Sheaffer was more than happy to express his ideas with students. He was interested in the daily lives of the students and their thoughts on his film.

He was welcoming and open, making the atmosphere at the dinner light and friendly. It was a pleasure to have sat and talked with him.

“Films like Masculinity/Femininity simply make people think,” said Gina Ezzone ’15, a cinema major from Concord, Ohio. “It was experimental and risky to make, but I think films like this are important for filmmakers, theorists, artists and all audiences as inspiration to challenge gender norms.”

“Sheaffer’s use of multiple cameras and Super 8mm film creates interruptions, disruptions and distortions that both enhance our awareness and challenge our conceptions of gender,” said Marci McCaulay, director of the Center of Women and Gender Action.

“These characteristics of the film mirror the complexity and lack of clarity associated with gender as we experience it in our everyday lives.

“I am looking forward to the other films in the Gender Film Series. While they focus on a common theme, gender, they each approach this topic in a different way.”
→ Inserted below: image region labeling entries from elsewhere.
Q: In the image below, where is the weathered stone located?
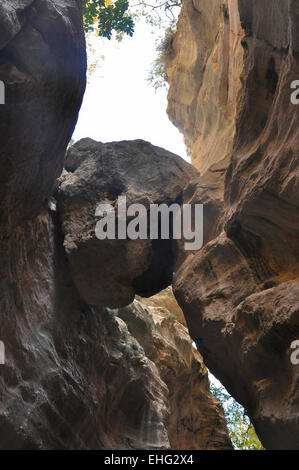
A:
[57,139,198,307]
[168,0,299,449]
[0,0,86,237]
[117,299,232,450]
[0,213,169,449]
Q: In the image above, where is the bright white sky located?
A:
[73,18,187,158]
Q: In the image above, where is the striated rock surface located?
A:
[137,286,186,326]
[0,0,86,237]
[0,213,169,449]
[56,139,198,307]
[167,0,245,173]
[0,0,169,449]
[117,300,232,450]
[168,0,299,449]
[0,0,232,449]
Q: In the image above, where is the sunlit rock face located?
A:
[56,139,198,307]
[168,0,299,449]
[0,0,86,236]
[117,300,232,450]
[167,0,244,173]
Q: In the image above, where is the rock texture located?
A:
[0,0,169,449]
[0,0,232,449]
[0,212,169,449]
[117,300,232,450]
[168,0,299,449]
[56,139,198,307]
[0,0,86,237]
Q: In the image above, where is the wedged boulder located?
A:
[56,139,198,307]
[0,0,86,237]
[168,0,299,449]
[117,299,232,450]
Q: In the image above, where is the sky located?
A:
[73,22,188,159]
[73,13,239,408]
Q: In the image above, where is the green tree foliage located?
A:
[211,382,263,450]
[83,0,134,39]
[83,0,182,39]
[147,26,176,90]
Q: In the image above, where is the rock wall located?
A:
[0,0,230,449]
[117,300,232,450]
[168,0,299,449]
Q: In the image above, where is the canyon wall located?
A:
[167,0,299,449]
[0,0,231,449]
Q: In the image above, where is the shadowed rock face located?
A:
[0,0,86,237]
[0,212,169,449]
[0,0,231,442]
[56,139,198,307]
[169,0,299,449]
[117,300,232,450]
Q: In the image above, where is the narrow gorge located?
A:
[0,0,299,450]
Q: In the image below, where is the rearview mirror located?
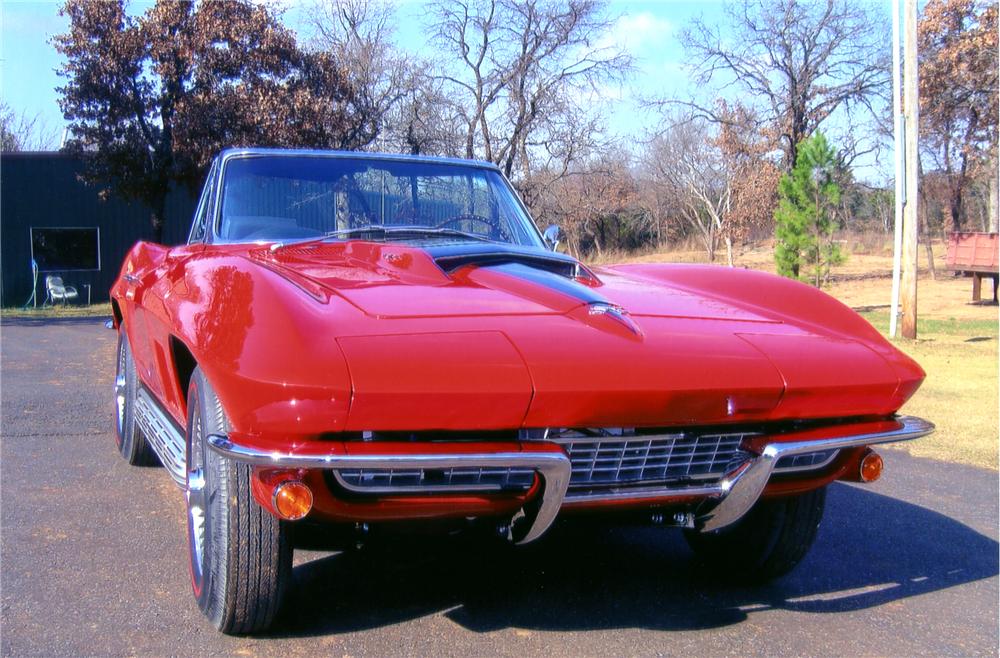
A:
[542,224,560,251]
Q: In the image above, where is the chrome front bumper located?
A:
[208,416,934,544]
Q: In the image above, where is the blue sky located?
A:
[0,0,888,175]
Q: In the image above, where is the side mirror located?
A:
[542,224,561,251]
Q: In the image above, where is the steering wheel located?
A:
[434,214,507,237]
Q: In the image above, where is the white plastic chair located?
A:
[42,276,77,306]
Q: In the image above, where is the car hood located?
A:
[248,242,775,322]
[246,242,923,430]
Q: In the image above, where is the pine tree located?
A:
[774,131,844,288]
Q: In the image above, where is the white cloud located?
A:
[599,11,673,55]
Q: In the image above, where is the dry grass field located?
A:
[602,238,1000,470]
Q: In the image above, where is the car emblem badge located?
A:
[587,302,642,336]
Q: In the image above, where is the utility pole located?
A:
[900,0,920,339]
[889,0,906,338]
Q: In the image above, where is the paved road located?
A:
[0,320,998,656]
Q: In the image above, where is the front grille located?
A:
[334,430,754,493]
[334,466,535,493]
[555,433,750,488]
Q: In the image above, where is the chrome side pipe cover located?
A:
[199,416,934,544]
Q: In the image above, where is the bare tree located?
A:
[306,0,420,149]
[918,0,1000,230]
[534,149,655,257]
[671,0,891,171]
[431,0,631,180]
[0,102,56,153]
[644,116,733,265]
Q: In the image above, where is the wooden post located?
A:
[889,0,906,338]
[900,0,920,339]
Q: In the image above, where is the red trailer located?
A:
[948,231,1000,302]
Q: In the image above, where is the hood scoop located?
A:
[427,243,593,279]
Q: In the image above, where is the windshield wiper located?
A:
[271,224,496,252]
[384,226,496,242]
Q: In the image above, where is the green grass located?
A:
[862,311,1000,470]
[0,303,111,319]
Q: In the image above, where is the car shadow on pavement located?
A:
[274,484,1000,636]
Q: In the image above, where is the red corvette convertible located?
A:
[111,149,933,633]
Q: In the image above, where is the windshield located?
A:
[218,155,542,247]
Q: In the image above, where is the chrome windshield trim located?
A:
[208,434,570,544]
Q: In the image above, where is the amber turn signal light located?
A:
[858,450,883,482]
[271,480,312,521]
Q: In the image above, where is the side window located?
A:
[188,163,217,244]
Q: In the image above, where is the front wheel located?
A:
[684,487,826,582]
[186,368,292,634]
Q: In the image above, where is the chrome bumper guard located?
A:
[208,416,934,544]
[208,434,571,544]
[695,416,934,532]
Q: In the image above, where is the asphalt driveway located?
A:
[0,319,998,656]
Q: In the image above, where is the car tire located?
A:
[115,327,160,466]
[186,368,292,635]
[684,487,826,583]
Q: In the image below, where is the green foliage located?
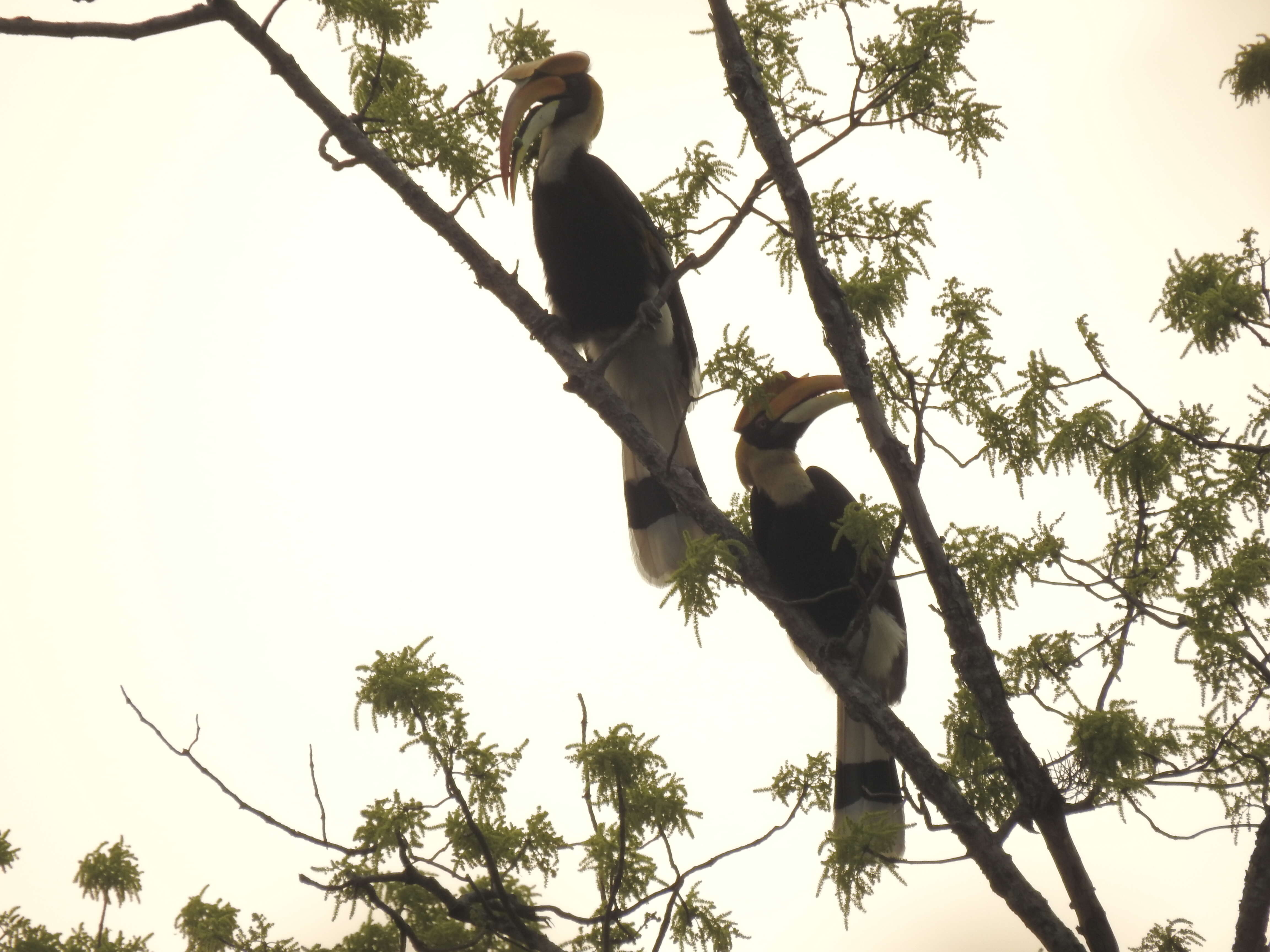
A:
[724,493,754,536]
[1152,230,1270,355]
[737,0,824,136]
[0,830,21,872]
[671,883,749,952]
[349,43,499,196]
[310,919,401,952]
[942,683,1019,827]
[861,0,1005,166]
[640,140,735,259]
[568,724,701,842]
[1219,33,1270,105]
[485,9,555,69]
[754,754,833,814]
[1001,631,1082,701]
[815,814,904,927]
[701,324,776,406]
[1069,699,1182,797]
[0,906,152,952]
[74,837,141,905]
[658,533,746,645]
[1129,919,1204,952]
[174,886,239,952]
[763,179,933,331]
[831,493,908,571]
[318,0,437,43]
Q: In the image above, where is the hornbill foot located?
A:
[635,301,664,330]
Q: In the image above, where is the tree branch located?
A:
[710,0,1118,952]
[1231,816,1270,952]
[0,4,222,39]
[55,0,1102,952]
[119,685,372,856]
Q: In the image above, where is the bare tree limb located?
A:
[1231,816,1270,952]
[0,4,221,39]
[309,744,326,842]
[119,685,371,856]
[25,0,1102,952]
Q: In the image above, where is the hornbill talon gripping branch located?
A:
[499,52,705,585]
[735,373,908,857]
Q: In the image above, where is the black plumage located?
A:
[737,374,908,856]
[502,53,704,584]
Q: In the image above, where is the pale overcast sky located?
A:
[0,0,1270,952]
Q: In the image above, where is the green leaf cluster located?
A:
[1152,230,1270,355]
[944,520,1067,627]
[319,0,555,211]
[485,9,555,69]
[1222,33,1270,105]
[861,0,1005,166]
[659,533,746,645]
[815,814,904,925]
[942,681,1019,829]
[701,324,776,406]
[1129,919,1204,952]
[349,43,499,202]
[318,0,437,43]
[754,753,833,814]
[639,140,735,259]
[74,837,141,905]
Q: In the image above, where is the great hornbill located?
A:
[499,52,705,585]
[735,373,908,857]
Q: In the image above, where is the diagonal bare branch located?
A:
[0,4,221,39]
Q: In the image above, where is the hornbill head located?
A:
[498,52,604,202]
[733,371,851,489]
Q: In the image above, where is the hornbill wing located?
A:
[806,466,908,703]
[578,152,701,383]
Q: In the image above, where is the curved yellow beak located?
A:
[498,51,591,202]
[498,76,565,202]
[733,372,851,433]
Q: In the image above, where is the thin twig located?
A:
[119,685,373,856]
[309,744,326,842]
[260,0,287,33]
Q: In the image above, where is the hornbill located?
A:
[499,52,705,585]
[735,373,908,857]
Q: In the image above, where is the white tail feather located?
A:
[604,321,702,585]
[833,701,904,857]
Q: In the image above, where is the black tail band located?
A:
[833,758,904,810]
[622,466,706,529]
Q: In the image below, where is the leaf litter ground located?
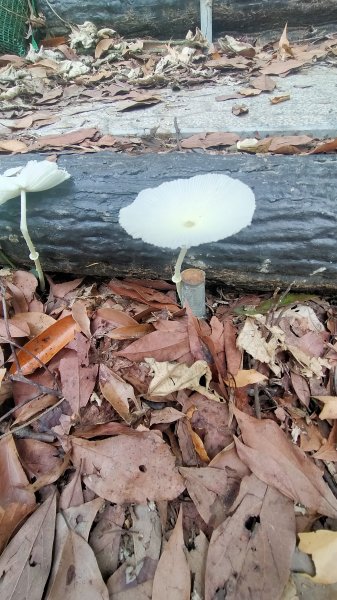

“The way [the film] was set up was really different for me, it was unique” said Mills Duodu ’15, a sociology/anthropology major from Queens, N.Y. “I think it should help people see perspective and realize that people vary. It’s always good to have something to challenge our minds.”

Although the film does a great demonstration of good points pertaining to sexuality, because it is experimental, it may not be a suitable first choice for those unfamiliar with the topic.

“I think the film is good for people who already have a base understanding of the concepts surrounding gender and sexuality,” noted Maya Washington-Zeigler ‘15, a Sociology-Anthropology major from Philadelphia, Pa., “however I would not recommend it for beginners.”

Sheaffer, still, has high hopes for the impact of the film. “I hope that the film inspires folks to consider how a critique of gender may impact their thinking and work,” he said.

“Masculinity/Femininity presents a huge range of approaches to thinking about what constitutes gender and, ultimately, I hope that the film inspires conversation.”

The Gender Film Series continues this semester with The Mark You Live In (March 9) and My Masculinity Helps (April 6). Both films will be screened in the Slayer Auditorium  at 7:30 p.m., followed immediately by conversation and dialogue from attendees.